Stephanie Joffroy

Personal information
- Born: 12 September 1991 (age 34) Santiago, Chile

Sport
- Sport: Skiing

= Stephanie Joffroy =

Chilean freestyle skier (born 1991)

Stephanie Joffroy (born 12 September 1991 in Santiago, Chile) is a competitor in Women's ski cross at the 2014 Winter Olympics, 2018 Winter Olympics, and 2026 Winter Olympics. Her highest qualification was in 20th and has so far proceeded to the quarter finals in 2014.

== Biography and career ==
Joffroy was born and raised in Chile until she was 14, when she moved with her family to France. She has continued to split her time between France and Chile where she worked as a ski instructor and competed in the first ski cross races held in Chile.

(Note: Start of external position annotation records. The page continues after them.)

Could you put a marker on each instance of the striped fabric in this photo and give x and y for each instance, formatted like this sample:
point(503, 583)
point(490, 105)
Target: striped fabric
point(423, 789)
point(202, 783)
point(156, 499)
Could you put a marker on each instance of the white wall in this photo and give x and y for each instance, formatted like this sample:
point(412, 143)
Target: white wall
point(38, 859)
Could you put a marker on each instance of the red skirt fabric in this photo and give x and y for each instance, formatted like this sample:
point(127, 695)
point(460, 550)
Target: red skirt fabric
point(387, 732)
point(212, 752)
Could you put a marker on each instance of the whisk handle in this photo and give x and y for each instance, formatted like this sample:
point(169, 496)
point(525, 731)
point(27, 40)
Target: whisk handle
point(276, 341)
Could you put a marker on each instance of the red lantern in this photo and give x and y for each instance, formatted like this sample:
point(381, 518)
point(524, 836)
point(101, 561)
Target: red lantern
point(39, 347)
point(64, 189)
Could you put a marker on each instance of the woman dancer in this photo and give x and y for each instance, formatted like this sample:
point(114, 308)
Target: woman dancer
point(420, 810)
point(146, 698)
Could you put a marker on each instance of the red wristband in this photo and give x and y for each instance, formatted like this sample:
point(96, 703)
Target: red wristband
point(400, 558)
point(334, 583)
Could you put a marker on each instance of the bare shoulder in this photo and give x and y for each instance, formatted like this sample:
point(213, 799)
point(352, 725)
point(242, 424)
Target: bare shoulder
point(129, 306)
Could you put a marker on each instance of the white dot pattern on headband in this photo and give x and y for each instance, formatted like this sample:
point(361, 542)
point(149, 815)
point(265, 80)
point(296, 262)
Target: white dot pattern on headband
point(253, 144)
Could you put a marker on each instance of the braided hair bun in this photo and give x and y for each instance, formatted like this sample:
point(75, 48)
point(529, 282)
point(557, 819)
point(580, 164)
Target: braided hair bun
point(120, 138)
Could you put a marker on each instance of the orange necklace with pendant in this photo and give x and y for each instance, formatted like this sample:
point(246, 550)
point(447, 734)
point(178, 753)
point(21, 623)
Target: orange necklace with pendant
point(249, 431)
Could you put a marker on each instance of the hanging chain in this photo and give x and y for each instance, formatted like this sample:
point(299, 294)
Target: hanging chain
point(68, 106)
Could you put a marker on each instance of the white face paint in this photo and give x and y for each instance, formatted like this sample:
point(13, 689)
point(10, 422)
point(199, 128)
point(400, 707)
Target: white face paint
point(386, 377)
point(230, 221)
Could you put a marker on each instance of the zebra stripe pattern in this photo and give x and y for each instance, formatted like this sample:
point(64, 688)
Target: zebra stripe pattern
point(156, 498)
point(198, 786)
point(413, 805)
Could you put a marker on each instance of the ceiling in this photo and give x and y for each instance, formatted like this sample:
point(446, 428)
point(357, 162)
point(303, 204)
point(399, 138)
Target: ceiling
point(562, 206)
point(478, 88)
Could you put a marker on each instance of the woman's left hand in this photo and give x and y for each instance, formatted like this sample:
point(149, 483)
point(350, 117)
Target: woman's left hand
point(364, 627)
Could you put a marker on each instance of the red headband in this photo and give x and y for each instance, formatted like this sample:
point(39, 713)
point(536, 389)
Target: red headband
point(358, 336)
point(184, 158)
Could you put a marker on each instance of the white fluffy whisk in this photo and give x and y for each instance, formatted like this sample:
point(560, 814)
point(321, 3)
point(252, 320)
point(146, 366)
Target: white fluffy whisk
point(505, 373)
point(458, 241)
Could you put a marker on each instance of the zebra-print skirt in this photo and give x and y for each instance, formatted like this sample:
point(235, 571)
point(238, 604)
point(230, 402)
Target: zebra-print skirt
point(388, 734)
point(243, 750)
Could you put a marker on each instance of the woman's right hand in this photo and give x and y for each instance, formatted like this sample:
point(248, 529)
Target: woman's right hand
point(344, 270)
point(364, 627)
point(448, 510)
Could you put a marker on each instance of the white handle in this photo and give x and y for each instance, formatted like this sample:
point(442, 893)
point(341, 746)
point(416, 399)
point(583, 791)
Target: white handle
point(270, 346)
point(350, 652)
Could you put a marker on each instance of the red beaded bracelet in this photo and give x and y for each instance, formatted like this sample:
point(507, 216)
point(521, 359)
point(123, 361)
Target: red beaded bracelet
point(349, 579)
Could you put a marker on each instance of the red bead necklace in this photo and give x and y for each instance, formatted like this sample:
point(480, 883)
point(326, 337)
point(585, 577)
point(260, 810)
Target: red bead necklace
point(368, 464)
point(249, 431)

After qualifying for the 2014 Olympics, Joffroy was injured in the midst of the competition. Injuries plagued her for the next three years and although she returned to the World Cup circuit and the Olympics in 2018, further injuries prevented success.

Joffroy was on-track to qualify leading up to 2022 Olympics in Beijing, but injury at the World Cup six weeks prior to the Games prevented a return. Joffroy qualified again for 2026 and skied through the 1/8 rounds. She was chosen as closing flag-bearer for 2026.